Security & resilience audit fixes (38 items)#2

Merged
RedBoardDev merged 39 commits into
mainfrom
audit-fixes
May 16, 2026
Merged

Security & resilience audit fixes (38 items)#2
RedBoardDev merged 39 commits into
mainfrom
audit-fixes

Conversation

@RedBoardDev
Copy link
Copy Markdown
Owner

Summary

Series of focused fixes from the recent audit.md, covering exactly the items listed in the brief — no scope creep, every item committed independently so the history reads as an audit log.

  • Sécurité (11) — I.1 tar symlink traversal, I.2 SHA-256 verification of the runner tarball, I.3 pgrep workdir guards, I.4 unix socket chmod 0600, I.5 bounded HTTP clients, I.6 credentials-file perms warning, I.7 XML-escape the launchd plist, I.8 migrate to launchctl bootstrap/bootout/kickstart, I.9 copyDir rejects non-local symlinks, I.10 graceful API shutdown, I.13 Credentials.LogValue masks the PAT.
  • Correctness (13) — II.2 per-version EnsureBits lock + .complete marker, II.3 truncate PAT validation bodies, II.4 stable group pointer in the controller fan-out, II.5 runner_group_id config-driven, II.6 reporter/notifier dispatch outside the health mutex, II.7 API server waits for Serve to return, II.8 race-tested Status/runChecks invariant, II.11 unexport Process.cmd, II.13 drop RunnerInstance.ID, II.14 drop unused daemonState.Groups, II.15 log SIGKILL failures, II.16 extract removeStaleDir helper, II.17 fix Discord double-close.
  • Architecture (4) — III.6 GitHub label regex, III.9 wipe runner log dirs on cleanup, III.10 internal/state.Paths centralizes the state filenames, III.14 narrow PID to int32.
  • Résilience (7) — IV.1 panic-recovering safeActor wrapper, IV.2 small circuit breaker around GitHub HTTP, IV.5 cache GC keeping the 3 most-recent runner versions, IV.7 liveness watchdog that exits to let launchd respawn, IV.8 ±20%% jitter on the backoff, IV.9 post-SIGKILL Wait timeout, IV.10 single retry on Discord 5xx.
  • Observabilité (1) — VII.6 runner stdout/stderr emitted as JSON envelopes with group/runner/source tags.
  • Doc (1) — IX.1 README repository tree matches the actual packages.

audit.md has been progressively trimmed of every addressed item — what remains is the still-open work.

Stats

  • 38 commits, all single-item, all green on go build ./... && go vet ./... && go test -race -count=1 ./....
  • Tests: 316 passing (was 266 before the series).
  • Lint: 0 new findings; 2 pre-existing reports outside the brief remain (backoffMin naming, an unused //nolint:unconvert directive).

Test plan

  • CI: make ci — build + vet + fmt-check + go test -race + govulncheck.
  • Smoke: `./ghr login` against a sacrificial org, confirm warnings for loose credentials perms and circuit breaker behaviour on a 5xx outage.
  • Smoke: `./ghr start --config config.yaml` then `launchctl bootstrap gui/$(id -u) ~/Library/LaunchAgents/com.ghr.daemon.plist` (validate the new bootstrap path).
  • Smoke: `ghr status` while runners spin up; confirm runner logs land in groups/<grp>/runners/<r>/<date>.json as tagged JSON envelopes.
  • Disk: confirm old runner caches are GC'd after a version bump (keep top 3).
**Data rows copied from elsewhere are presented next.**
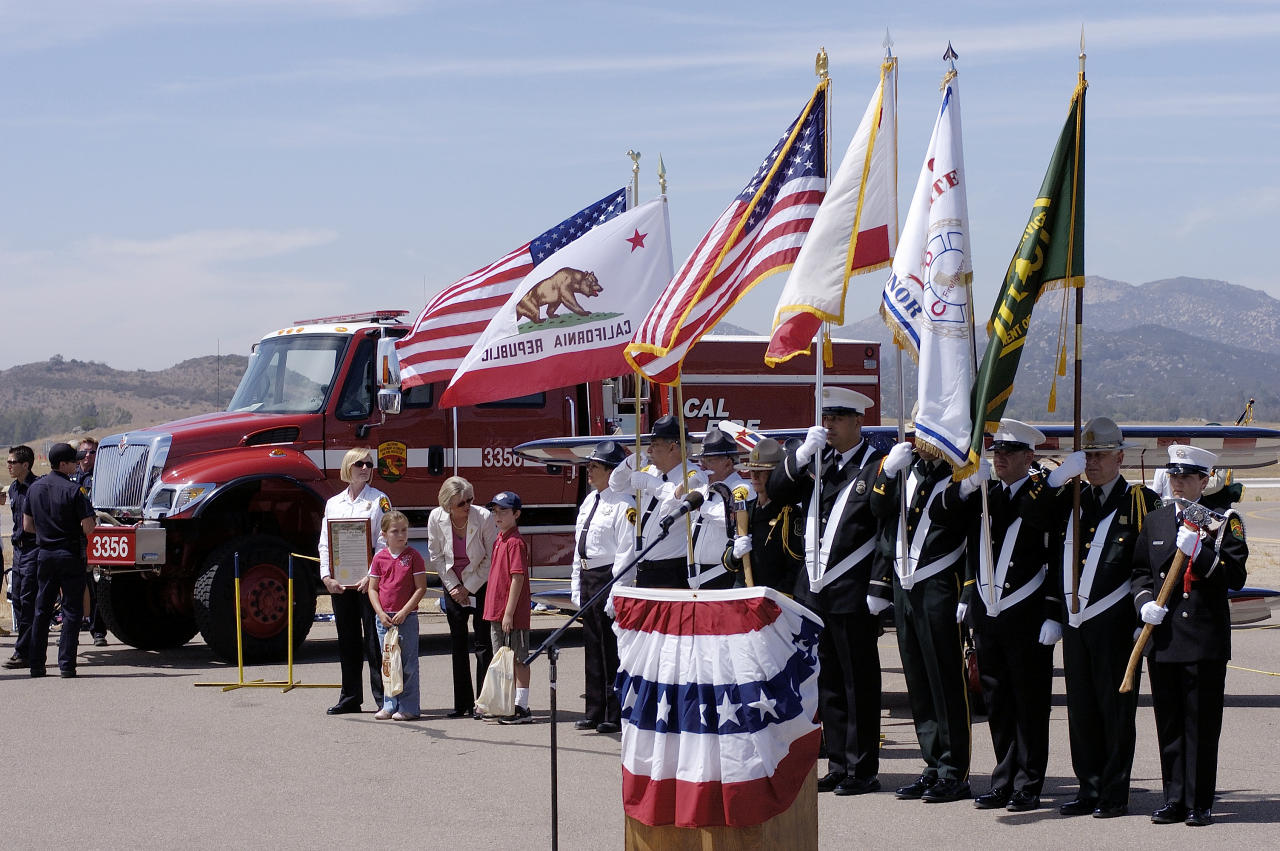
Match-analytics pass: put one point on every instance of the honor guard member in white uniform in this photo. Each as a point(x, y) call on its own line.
point(606, 524)
point(1097, 639)
point(840, 531)
point(1008, 602)
point(926, 593)
point(659, 490)
point(1192, 637)
point(712, 535)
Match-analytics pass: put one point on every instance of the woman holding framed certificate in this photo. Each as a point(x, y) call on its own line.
point(460, 536)
point(350, 535)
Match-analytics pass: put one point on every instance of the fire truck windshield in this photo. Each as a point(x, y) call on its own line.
point(289, 374)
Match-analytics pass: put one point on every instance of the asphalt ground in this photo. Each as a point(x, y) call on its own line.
point(131, 753)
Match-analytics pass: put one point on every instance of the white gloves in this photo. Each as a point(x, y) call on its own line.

Stages the in-progress GitHub App login flow (installations listing,
JWT signing, interactive/non-interactive wizards) as the starting
point before applying the audit fix series.
Range copies the iteration value, so the previous code passed &g (the
loop variable's address) to each goroutine. Go 1.22+ scopes loop vars
per iteration, masking the bug — but the pattern is fragile.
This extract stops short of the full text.